Car vs. Bus: Who's actually in front?

By Lauren Leisk, Yahoo7 Moneyhound Updated January 25, 2013, 8:00 am

Public transport costs increase whilst the cost of cars decrease, so which way is cheaper these days?

According to recent figures, high public transport costs are forcing commuters back into their cars.

In Brisbane,300 000 fewer public transport trips were taken in the year to June 30, down from 178.6 million the previous year when floods were blamed for falling numbers. Fares in the sunshine city have spiked, with the price of a single two-zone trip up more than 50% than that of the same journey three years ago.

In Sydney, the city commute by rail from Parramatta will cost you $4.80 a day or $1560 a year with bulk discounts. A bus from Bondi to the city is $4.50 or $936 a year. Over a five-year period, the Parramatta resident will have forked out $7800 for their 25km journey and the Bondi local $4600.

Related:How much to park in the city?

The car commute

The NRMA recently revealed its car operating costs for 2012. The study found the weekly running costs to the Sydney CBD by car can cost $280 a week.

From the northwest suburb of Windsor, drivers need to find more than $100 for tolls in their weekly budget to travel to the CBD for work.
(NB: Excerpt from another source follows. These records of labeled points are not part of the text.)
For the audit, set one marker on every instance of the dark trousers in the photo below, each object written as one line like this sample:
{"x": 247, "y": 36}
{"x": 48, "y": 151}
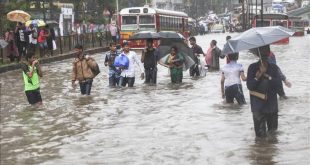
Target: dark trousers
{"x": 234, "y": 92}
{"x": 150, "y": 75}
{"x": 113, "y": 78}
{"x": 262, "y": 119}
{"x": 194, "y": 70}
{"x": 123, "y": 81}
{"x": 21, "y": 46}
{"x": 85, "y": 86}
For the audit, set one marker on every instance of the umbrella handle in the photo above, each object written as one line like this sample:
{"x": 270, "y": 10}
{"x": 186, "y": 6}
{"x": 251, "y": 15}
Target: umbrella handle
{"x": 260, "y": 56}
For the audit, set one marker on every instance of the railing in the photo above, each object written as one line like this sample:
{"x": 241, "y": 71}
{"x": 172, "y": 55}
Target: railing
{"x": 67, "y": 43}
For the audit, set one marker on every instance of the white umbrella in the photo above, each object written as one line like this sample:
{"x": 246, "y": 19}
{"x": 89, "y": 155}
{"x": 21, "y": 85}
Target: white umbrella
{"x": 256, "y": 37}
{"x": 18, "y": 16}
{"x": 3, "y": 43}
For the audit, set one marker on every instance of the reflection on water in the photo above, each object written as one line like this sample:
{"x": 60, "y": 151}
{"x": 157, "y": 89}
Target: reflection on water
{"x": 163, "y": 124}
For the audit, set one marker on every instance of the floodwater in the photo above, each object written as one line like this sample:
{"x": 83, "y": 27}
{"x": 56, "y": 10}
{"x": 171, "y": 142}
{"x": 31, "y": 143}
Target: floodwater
{"x": 163, "y": 124}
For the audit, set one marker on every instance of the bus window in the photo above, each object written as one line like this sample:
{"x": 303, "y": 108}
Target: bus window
{"x": 265, "y": 23}
{"x": 147, "y": 22}
{"x": 146, "y": 19}
{"x": 129, "y": 23}
{"x": 279, "y": 23}
{"x": 129, "y": 20}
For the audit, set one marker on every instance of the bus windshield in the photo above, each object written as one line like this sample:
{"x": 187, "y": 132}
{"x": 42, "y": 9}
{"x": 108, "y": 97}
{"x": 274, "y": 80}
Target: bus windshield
{"x": 279, "y": 23}
{"x": 147, "y": 22}
{"x": 129, "y": 23}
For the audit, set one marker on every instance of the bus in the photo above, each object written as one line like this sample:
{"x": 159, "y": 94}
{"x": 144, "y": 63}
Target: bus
{"x": 135, "y": 19}
{"x": 272, "y": 19}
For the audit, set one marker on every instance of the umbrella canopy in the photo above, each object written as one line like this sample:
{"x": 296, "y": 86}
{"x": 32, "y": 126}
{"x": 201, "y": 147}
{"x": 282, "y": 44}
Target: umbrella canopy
{"x": 52, "y": 23}
{"x": 171, "y": 35}
{"x": 36, "y": 23}
{"x": 18, "y": 16}
{"x": 256, "y": 37}
{"x": 144, "y": 35}
{"x": 3, "y": 43}
{"x": 165, "y": 48}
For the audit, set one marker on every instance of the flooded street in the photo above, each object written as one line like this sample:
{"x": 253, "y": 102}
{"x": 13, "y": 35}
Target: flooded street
{"x": 163, "y": 124}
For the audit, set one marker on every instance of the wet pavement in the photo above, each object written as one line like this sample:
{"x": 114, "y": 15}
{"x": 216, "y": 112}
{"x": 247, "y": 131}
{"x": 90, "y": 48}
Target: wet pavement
{"x": 163, "y": 124}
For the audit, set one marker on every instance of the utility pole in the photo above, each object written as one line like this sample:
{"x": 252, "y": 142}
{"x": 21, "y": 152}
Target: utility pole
{"x": 243, "y": 15}
{"x": 262, "y": 12}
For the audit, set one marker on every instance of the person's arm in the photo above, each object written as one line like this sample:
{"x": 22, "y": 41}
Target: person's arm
{"x": 242, "y": 75}
{"x": 74, "y": 73}
{"x": 143, "y": 55}
{"x": 26, "y": 70}
{"x": 38, "y": 66}
{"x": 252, "y": 78}
{"x": 106, "y": 60}
{"x": 222, "y": 85}
{"x": 163, "y": 63}
{"x": 136, "y": 59}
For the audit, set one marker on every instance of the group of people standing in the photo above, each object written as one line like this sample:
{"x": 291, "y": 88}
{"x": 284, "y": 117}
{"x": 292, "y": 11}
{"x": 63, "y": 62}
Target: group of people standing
{"x": 25, "y": 39}
{"x": 264, "y": 78}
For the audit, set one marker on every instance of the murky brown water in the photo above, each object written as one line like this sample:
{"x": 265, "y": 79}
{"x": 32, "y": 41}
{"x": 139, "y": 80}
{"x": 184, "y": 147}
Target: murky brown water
{"x": 163, "y": 124}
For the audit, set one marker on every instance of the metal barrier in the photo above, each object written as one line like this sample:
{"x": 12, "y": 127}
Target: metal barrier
{"x": 67, "y": 43}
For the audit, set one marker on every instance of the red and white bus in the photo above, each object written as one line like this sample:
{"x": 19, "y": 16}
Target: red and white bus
{"x": 272, "y": 19}
{"x": 135, "y": 19}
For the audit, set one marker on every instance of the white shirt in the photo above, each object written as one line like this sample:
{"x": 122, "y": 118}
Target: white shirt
{"x": 113, "y": 30}
{"x": 231, "y": 73}
{"x": 133, "y": 58}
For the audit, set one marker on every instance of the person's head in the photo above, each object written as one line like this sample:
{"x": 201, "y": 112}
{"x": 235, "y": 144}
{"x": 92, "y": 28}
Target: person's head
{"x": 30, "y": 57}
{"x": 192, "y": 40}
{"x": 228, "y": 38}
{"x": 113, "y": 46}
{"x": 126, "y": 47}
{"x": 20, "y": 24}
{"x": 213, "y": 43}
{"x": 174, "y": 50}
{"x": 79, "y": 49}
{"x": 233, "y": 56}
{"x": 149, "y": 43}
{"x": 262, "y": 52}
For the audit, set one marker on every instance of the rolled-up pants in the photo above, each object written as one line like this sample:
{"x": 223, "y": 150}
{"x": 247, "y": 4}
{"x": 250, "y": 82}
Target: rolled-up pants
{"x": 262, "y": 119}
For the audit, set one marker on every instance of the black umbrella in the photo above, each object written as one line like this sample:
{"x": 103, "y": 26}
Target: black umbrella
{"x": 3, "y": 43}
{"x": 144, "y": 35}
{"x": 165, "y": 48}
{"x": 171, "y": 35}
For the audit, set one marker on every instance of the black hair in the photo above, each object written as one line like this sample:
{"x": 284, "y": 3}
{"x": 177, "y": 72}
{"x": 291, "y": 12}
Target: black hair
{"x": 192, "y": 39}
{"x": 78, "y": 46}
{"x": 228, "y": 38}
{"x": 112, "y": 43}
{"x": 125, "y": 43}
{"x": 149, "y": 40}
{"x": 29, "y": 55}
{"x": 213, "y": 42}
{"x": 233, "y": 56}
{"x": 175, "y": 48}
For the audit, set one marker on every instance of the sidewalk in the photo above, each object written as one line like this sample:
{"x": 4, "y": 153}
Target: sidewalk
{"x": 57, "y": 57}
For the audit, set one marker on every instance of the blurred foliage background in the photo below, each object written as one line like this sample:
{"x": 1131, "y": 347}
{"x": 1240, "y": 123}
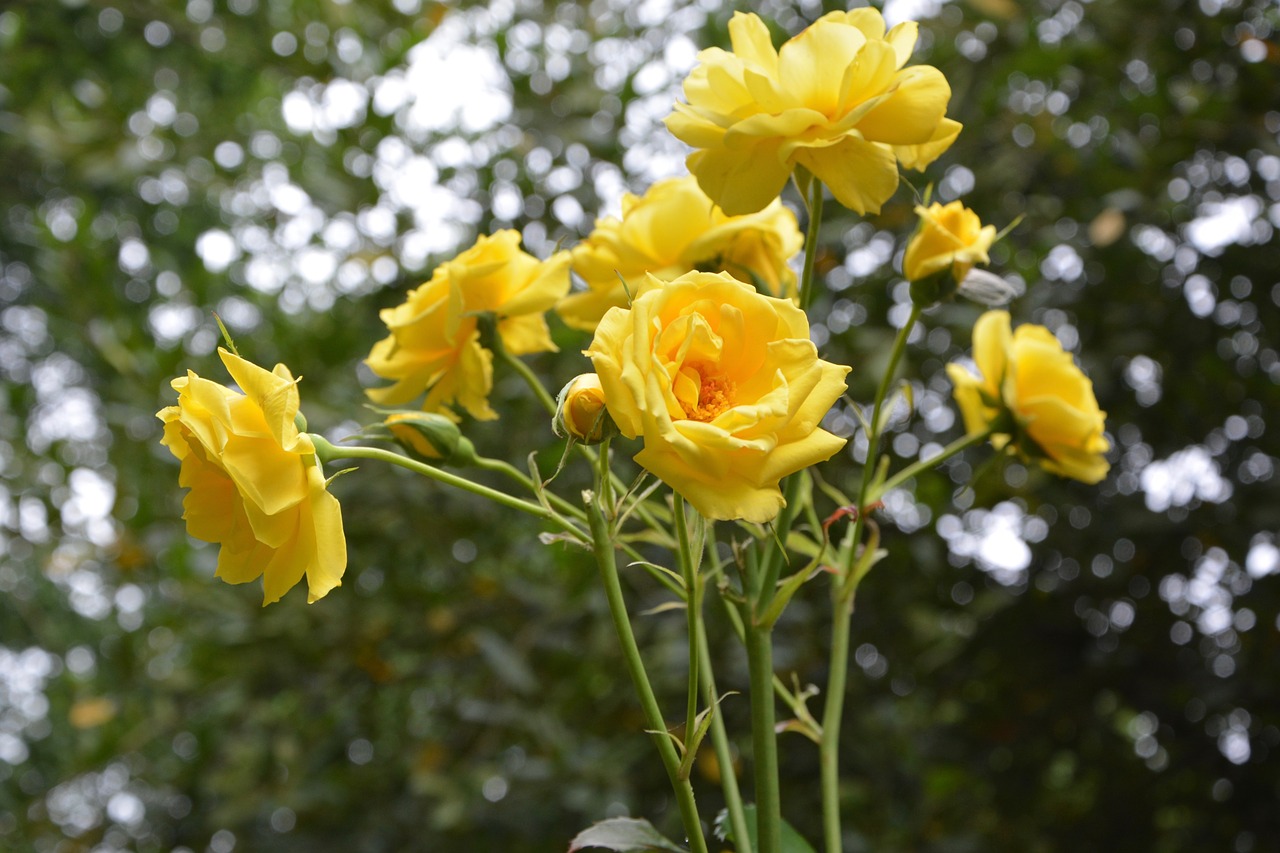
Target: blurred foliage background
{"x": 1040, "y": 666}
The study also found costs of commuting from Penrith were similar despite avoiding tolls.

Over a period of five years, the Windsor driver is $68,000 worse off than the Bondi bus commuter, and $65,000 worse off than someone catching a train from Parramatta.
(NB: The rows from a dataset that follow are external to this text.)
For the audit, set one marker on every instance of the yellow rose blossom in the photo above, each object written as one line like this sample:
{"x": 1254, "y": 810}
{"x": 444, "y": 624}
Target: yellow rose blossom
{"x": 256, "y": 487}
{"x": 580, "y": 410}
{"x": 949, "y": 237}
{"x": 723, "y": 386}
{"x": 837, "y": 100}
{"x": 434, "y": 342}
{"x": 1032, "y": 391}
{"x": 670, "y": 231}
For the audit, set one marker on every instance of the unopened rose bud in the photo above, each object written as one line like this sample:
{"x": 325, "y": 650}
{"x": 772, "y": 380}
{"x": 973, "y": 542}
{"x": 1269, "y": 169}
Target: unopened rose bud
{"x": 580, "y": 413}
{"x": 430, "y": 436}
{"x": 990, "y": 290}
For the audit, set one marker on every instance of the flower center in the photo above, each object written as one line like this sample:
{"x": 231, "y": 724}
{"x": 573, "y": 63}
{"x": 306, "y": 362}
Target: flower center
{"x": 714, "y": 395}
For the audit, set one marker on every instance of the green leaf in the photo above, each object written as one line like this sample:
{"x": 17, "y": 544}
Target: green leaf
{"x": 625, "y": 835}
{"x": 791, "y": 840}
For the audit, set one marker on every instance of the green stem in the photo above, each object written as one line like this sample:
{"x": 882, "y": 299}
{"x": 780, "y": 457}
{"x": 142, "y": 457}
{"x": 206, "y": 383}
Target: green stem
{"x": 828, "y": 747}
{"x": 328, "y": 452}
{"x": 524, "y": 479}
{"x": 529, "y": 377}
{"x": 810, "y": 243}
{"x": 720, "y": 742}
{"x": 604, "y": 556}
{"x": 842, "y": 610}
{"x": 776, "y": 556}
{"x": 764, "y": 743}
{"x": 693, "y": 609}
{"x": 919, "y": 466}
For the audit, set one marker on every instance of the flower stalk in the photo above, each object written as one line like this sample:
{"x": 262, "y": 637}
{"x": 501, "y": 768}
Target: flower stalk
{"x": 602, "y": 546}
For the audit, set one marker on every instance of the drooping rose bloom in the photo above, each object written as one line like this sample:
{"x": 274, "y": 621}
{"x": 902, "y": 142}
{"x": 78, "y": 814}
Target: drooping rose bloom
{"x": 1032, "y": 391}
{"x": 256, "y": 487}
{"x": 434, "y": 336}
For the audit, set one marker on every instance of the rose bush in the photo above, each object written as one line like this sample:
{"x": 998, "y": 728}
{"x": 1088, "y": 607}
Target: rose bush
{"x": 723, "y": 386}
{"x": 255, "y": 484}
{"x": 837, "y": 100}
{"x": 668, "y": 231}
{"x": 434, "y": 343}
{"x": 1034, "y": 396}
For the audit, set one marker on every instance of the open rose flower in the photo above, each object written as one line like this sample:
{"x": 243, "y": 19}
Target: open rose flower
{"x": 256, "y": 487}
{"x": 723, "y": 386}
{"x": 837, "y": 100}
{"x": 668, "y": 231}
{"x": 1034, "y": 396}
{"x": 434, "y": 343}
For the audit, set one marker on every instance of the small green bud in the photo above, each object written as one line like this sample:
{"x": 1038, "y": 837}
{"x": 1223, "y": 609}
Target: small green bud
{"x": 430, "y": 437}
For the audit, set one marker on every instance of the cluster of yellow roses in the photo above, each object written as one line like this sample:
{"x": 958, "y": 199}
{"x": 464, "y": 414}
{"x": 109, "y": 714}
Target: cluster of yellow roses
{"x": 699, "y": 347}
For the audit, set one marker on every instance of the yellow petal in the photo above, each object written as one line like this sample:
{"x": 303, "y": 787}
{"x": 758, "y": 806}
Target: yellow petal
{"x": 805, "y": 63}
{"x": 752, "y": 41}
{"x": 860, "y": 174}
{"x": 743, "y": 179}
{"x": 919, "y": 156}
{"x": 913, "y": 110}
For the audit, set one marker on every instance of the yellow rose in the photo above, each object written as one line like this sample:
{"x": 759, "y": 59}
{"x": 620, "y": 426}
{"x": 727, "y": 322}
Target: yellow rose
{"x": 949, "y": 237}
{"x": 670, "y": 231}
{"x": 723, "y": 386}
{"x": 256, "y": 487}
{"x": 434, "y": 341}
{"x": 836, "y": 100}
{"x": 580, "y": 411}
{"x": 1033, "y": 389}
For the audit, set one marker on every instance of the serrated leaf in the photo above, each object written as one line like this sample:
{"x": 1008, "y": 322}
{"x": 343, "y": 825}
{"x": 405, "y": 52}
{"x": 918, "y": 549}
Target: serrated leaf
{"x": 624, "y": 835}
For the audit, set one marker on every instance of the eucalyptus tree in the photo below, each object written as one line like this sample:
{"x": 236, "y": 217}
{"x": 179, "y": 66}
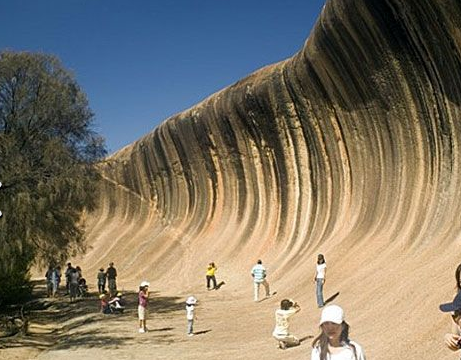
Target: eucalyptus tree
{"x": 48, "y": 158}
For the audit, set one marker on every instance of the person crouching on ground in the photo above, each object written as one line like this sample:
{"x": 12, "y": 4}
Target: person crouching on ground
{"x": 143, "y": 298}
{"x": 190, "y": 314}
{"x": 105, "y": 309}
{"x": 333, "y": 342}
{"x": 117, "y": 304}
{"x": 453, "y": 339}
{"x": 281, "y": 332}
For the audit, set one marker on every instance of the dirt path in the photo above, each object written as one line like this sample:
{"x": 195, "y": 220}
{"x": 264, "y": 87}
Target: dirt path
{"x": 228, "y": 327}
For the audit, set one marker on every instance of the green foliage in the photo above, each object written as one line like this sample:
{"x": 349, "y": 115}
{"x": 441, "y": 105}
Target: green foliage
{"x": 48, "y": 152}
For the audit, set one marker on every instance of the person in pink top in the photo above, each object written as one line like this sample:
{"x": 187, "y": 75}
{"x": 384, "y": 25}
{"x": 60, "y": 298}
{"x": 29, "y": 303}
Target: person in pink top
{"x": 143, "y": 297}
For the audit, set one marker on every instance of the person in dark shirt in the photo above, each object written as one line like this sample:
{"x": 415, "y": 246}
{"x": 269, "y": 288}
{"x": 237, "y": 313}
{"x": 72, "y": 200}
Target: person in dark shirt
{"x": 111, "y": 274}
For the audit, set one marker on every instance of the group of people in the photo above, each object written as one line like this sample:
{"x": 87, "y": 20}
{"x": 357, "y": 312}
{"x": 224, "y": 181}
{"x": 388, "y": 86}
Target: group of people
{"x": 75, "y": 282}
{"x": 333, "y": 342}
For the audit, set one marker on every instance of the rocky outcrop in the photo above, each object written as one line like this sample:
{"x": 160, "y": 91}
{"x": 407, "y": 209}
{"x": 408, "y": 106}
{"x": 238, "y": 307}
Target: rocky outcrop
{"x": 353, "y": 144}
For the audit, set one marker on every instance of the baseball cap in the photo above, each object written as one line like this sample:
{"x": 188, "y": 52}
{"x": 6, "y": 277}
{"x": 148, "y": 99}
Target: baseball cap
{"x": 332, "y": 313}
{"x": 191, "y": 300}
{"x": 455, "y": 305}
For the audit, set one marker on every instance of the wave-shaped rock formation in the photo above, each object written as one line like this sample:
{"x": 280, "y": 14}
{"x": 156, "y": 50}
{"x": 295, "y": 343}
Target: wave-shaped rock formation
{"x": 351, "y": 148}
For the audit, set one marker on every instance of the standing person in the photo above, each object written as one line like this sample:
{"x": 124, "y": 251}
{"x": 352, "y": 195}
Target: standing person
{"x": 333, "y": 343}
{"x": 49, "y": 281}
{"x": 453, "y": 339}
{"x": 56, "y": 279}
{"x": 73, "y": 284}
{"x": 190, "y": 314}
{"x": 101, "y": 281}
{"x": 143, "y": 297}
{"x": 210, "y": 276}
{"x": 458, "y": 278}
{"x": 111, "y": 274}
{"x": 259, "y": 277}
{"x": 281, "y": 332}
{"x": 319, "y": 278}
{"x": 67, "y": 275}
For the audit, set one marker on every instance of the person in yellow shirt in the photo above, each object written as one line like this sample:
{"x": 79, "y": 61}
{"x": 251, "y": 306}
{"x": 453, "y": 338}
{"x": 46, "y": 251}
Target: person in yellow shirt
{"x": 210, "y": 276}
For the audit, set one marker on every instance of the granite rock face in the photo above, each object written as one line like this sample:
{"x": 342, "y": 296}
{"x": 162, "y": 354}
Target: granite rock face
{"x": 353, "y": 141}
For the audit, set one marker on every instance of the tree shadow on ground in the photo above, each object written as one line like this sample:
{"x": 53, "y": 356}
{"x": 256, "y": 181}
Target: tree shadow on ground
{"x": 59, "y": 324}
{"x": 304, "y": 338}
{"x": 201, "y": 332}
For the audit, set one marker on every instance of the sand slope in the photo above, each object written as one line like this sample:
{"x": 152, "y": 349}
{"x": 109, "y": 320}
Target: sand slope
{"x": 349, "y": 148}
Even one of the cheapest cars in the study, the Suzuki Alto, cost $174 a week when calculated on the 57km Penrith-to-Sydney trip.
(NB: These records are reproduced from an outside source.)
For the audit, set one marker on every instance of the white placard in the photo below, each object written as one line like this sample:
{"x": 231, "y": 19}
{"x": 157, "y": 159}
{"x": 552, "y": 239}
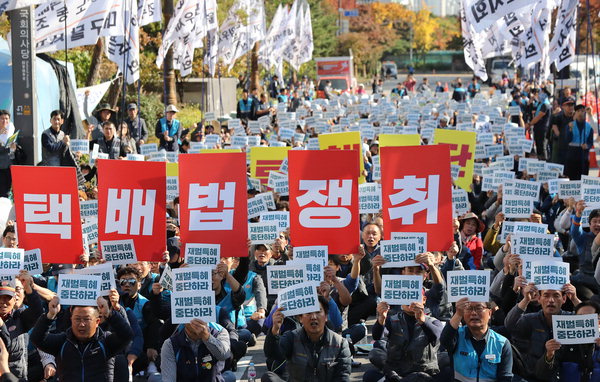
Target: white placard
{"x": 105, "y": 272}
{"x": 202, "y": 255}
{"x": 263, "y": 233}
{"x": 11, "y": 261}
{"x": 283, "y": 276}
{"x": 119, "y": 251}
{"x": 80, "y": 146}
{"x": 319, "y": 252}
{"x": 32, "y": 261}
{"x": 299, "y": 299}
{"x": 472, "y": 284}
{"x": 186, "y": 306}
{"x": 401, "y": 290}
{"x": 79, "y": 290}
{"x": 575, "y": 329}
{"x": 282, "y": 218}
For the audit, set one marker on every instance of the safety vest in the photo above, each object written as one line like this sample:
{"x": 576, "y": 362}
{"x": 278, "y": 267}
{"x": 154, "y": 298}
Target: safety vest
{"x": 468, "y": 367}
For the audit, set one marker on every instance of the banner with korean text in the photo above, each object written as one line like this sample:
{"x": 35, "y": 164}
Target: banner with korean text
{"x": 132, "y": 205}
{"x": 47, "y": 212}
{"x": 418, "y": 198}
{"x": 324, "y": 199}
{"x": 214, "y": 202}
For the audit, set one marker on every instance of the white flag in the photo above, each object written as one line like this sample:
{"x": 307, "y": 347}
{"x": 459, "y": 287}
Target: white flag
{"x": 562, "y": 46}
{"x": 123, "y": 48}
{"x": 85, "y": 23}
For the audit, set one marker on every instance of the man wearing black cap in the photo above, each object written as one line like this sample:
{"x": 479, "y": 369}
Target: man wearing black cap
{"x": 15, "y": 323}
{"x": 137, "y": 125}
{"x": 558, "y": 136}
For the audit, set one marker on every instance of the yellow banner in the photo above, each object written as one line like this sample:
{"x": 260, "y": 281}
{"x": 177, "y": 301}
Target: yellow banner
{"x": 349, "y": 140}
{"x": 386, "y": 140}
{"x": 263, "y": 160}
{"x": 462, "y": 153}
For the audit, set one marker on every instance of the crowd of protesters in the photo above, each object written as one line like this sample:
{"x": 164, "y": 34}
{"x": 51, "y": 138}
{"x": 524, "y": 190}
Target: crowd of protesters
{"x": 129, "y": 333}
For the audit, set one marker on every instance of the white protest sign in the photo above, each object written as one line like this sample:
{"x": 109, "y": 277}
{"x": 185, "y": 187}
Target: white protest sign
{"x": 299, "y": 299}
{"x": 548, "y": 274}
{"x": 256, "y": 206}
{"x": 532, "y": 244}
{"x": 282, "y": 276}
{"x": 313, "y": 268}
{"x": 186, "y": 306}
{"x": 166, "y": 279}
{"x": 369, "y": 198}
{"x": 32, "y": 261}
{"x": 80, "y": 146}
{"x": 281, "y": 218}
{"x": 570, "y": 189}
{"x": 263, "y": 233}
{"x": 472, "y": 284}
{"x": 88, "y": 209}
{"x": 401, "y": 290}
{"x": 11, "y": 261}
{"x": 79, "y": 290}
{"x": 105, "y": 272}
{"x": 119, "y": 251}
{"x": 460, "y": 202}
{"x": 90, "y": 231}
{"x": 400, "y": 252}
{"x": 575, "y": 329}
{"x": 319, "y": 252}
{"x": 202, "y": 255}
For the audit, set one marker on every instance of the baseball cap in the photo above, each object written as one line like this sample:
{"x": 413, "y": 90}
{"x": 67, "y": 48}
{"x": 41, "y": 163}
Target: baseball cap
{"x": 7, "y": 288}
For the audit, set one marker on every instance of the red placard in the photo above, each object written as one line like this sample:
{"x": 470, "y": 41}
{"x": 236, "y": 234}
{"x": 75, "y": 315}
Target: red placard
{"x": 47, "y": 211}
{"x": 417, "y": 193}
{"x": 324, "y": 199}
{"x": 132, "y": 204}
{"x": 213, "y": 200}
Related:Are hybrid cars worth the cost?

On the cheap

The NRMA figures quote new car prices and take into account depreciation. So what about doing it on the cheap, provided you can find a decent commuter for around $1500 and pay no tolls, parking or insurance?

Most sources still bring the calculations to more than $4100 a year for the Parramatta commuter and almost $2500 for the Bondi resident. Over five years, the cost hits $25,000 and $12,500 respectively. It’s still more than double the cost of the public transport commute for both routes.

Related:How to beat rising petrol prices

What about the hybrid car?

The most popular hybrid is the Toyota Prius, with two million sold worldwide. It uses up to 50 per cent less fuel and cuts pollutants by as much as 90 per cent.

Depreciation is the factor to consider for this $40,000 green machine. If you go on to get top dollar for your five-year-old Prius you will still be out of pocket more than $20,000. After calculating on-road costs for the period, you would easily top the public transport commute price.

With so many factors to consider, the convenience of the car will always breed public transport sceptics. However, they could opt for a five-year-old hybrid car and try their luck. Without parking, insurance or tolls, and less exposure to depreciation, they may just edge out in front.